Observers say that trial, referred to as Case 002, could be compromised if the court fails to carry out thorough investigations two more cases, which involve another five suspects named in a confidential document obtained by The Christian Science Monitor.
The failure of the court to carry out proper investigations could have implications that reach even further than Case 002, according to Theary Seng, a Khmer Rouge victim who wrote “Daughter of the Killing Fields.”
“It'd be devastating to the confidence and trust of Cambodians, and a blow to international criminal justice,” she says, adding that such a failure could lead to the “embedding of an irreversible cynicism among a people and a society already mired in distrust and paranoia.”
Observers say the controversy surrounding the flawed investigation into Case 003 has seriously undermined the court’s credibility.
Responding to the resignations, the co-investigating judges, You Bunleng and Siegfried Blunk, issued a statement saying they “welcome the departure” of employees who questioned their decision to end the investigation into Case 003.

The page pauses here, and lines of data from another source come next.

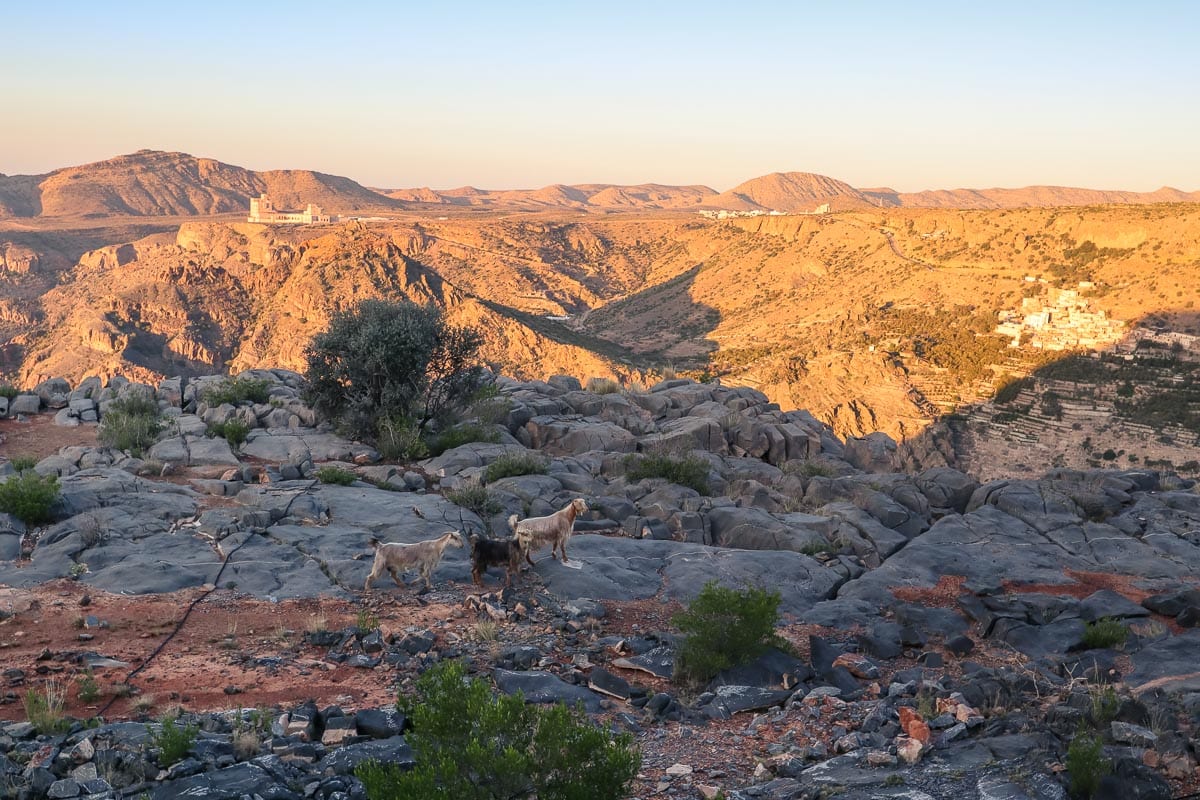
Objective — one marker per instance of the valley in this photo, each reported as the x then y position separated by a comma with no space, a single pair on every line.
905,320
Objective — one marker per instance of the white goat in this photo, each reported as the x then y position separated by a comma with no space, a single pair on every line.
556,529
423,557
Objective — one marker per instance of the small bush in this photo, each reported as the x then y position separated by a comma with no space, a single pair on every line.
1086,764
29,497
689,470
21,463
232,431
478,499
603,386
724,627
336,475
89,690
366,621
462,434
809,469
511,464
174,741
131,423
1105,632
43,709
399,438
1104,704
509,750
237,390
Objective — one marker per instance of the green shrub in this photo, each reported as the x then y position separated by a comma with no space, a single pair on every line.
391,359
516,463
1086,764
399,439
724,627
462,434
21,463
29,497
232,431
43,709
472,745
89,690
366,621
478,499
1107,632
237,390
689,470
173,741
603,386
131,423
336,475
1104,704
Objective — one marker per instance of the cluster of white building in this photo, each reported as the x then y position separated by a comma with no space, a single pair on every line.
1063,324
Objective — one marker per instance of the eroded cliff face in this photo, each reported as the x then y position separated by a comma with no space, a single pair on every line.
801,307
217,298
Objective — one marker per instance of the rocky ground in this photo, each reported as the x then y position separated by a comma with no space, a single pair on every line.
942,631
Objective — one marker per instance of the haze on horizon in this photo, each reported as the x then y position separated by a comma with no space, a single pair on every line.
1097,95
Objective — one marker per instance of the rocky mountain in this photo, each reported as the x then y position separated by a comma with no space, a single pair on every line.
791,192
599,197
151,182
1023,198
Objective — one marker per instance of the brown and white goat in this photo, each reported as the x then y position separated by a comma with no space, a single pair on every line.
556,529
423,557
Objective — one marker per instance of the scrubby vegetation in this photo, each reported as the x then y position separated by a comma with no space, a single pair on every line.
391,359
131,423
29,497
513,464
237,390
478,499
687,470
724,627
474,745
45,709
174,741
336,475
232,431
1105,632
1086,764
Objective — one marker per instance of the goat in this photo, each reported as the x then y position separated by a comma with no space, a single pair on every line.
423,557
492,552
556,529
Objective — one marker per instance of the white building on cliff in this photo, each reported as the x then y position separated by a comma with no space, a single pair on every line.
262,209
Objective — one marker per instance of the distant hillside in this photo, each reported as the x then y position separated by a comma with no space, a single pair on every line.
151,182
599,197
791,192
1023,198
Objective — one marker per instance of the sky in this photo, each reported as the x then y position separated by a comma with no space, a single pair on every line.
520,95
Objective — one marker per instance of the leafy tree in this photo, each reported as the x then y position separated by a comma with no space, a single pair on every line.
472,745
387,359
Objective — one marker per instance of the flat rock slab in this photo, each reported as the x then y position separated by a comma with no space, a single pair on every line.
610,567
544,687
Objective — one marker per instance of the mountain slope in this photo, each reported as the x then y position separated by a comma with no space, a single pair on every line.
791,192
151,182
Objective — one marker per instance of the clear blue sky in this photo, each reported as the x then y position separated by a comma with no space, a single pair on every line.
913,96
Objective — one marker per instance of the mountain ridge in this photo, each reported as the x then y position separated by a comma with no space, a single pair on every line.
153,182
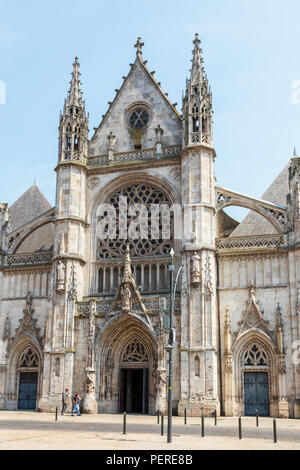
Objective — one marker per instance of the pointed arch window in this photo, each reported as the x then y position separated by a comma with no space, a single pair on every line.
195,124
76,142
197,366
255,355
69,142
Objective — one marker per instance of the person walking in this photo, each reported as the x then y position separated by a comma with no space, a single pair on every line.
64,398
76,402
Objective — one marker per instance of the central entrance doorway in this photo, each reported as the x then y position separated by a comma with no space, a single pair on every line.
256,385
134,390
27,390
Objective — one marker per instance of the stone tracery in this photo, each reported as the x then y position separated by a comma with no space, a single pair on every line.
145,195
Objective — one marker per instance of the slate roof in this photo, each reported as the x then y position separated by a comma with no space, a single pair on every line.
254,223
31,204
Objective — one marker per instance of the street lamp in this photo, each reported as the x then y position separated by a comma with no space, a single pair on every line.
171,340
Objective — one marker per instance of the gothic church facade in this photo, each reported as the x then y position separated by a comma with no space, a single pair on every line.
90,313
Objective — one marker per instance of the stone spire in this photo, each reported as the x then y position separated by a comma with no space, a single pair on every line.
75,93
197,70
197,103
73,127
139,46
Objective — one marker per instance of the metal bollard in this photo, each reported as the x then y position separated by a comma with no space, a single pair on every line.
202,423
274,430
124,422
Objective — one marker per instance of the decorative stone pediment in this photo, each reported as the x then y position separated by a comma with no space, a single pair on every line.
128,298
252,317
27,324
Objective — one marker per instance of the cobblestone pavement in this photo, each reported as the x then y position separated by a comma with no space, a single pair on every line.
29,430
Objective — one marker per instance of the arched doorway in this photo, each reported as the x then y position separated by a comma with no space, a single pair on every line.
27,371
255,379
134,378
126,361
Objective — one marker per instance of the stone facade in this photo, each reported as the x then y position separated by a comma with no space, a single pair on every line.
90,314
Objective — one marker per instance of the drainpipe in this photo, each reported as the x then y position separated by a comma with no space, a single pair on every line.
219,338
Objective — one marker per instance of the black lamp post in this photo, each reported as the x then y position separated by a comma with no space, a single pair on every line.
169,347
171,340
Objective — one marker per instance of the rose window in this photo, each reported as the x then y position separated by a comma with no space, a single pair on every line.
143,211
138,118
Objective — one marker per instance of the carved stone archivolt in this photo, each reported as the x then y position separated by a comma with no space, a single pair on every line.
93,182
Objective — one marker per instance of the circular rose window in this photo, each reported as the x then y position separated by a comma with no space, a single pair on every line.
138,118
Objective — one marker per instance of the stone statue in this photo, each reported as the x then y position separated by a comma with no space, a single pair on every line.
6,331
125,293
160,402
196,268
108,384
60,276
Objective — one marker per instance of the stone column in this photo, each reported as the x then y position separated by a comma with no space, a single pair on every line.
89,402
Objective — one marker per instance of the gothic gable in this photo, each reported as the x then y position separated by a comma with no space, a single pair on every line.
27,324
128,299
252,317
139,89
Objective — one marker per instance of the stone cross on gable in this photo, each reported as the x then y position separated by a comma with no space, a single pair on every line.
196,40
139,46
29,298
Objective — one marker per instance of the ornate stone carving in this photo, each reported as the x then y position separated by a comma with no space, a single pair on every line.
160,385
128,299
27,324
196,268
171,151
252,318
93,183
6,329
125,293
176,173
147,196
60,276
72,288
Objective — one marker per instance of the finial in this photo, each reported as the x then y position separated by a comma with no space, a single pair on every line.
196,40
139,46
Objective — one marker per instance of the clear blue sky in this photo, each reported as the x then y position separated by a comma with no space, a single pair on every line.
251,51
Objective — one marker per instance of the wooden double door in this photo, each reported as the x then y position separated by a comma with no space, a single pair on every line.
134,384
27,390
256,393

This doesn't sit well with observer groups, who have pleaded with the UN to step in.
“The UN needs to take immediate steps to inquire into this situation,” says the Open Society Justice Initiative’s Clair Duffy. She called for a probe into alleged political interference as well as “inquiries into whether the judges have breached their legal and ethical obligations.”
The UN has so far refused to take such action. On Tuesday, Secretary General Ban Ki-moon released a statement saying the court “must be allowed to function free from external interference by the Royal Government of Cambodia, the United Nations, donor States, and civil society.”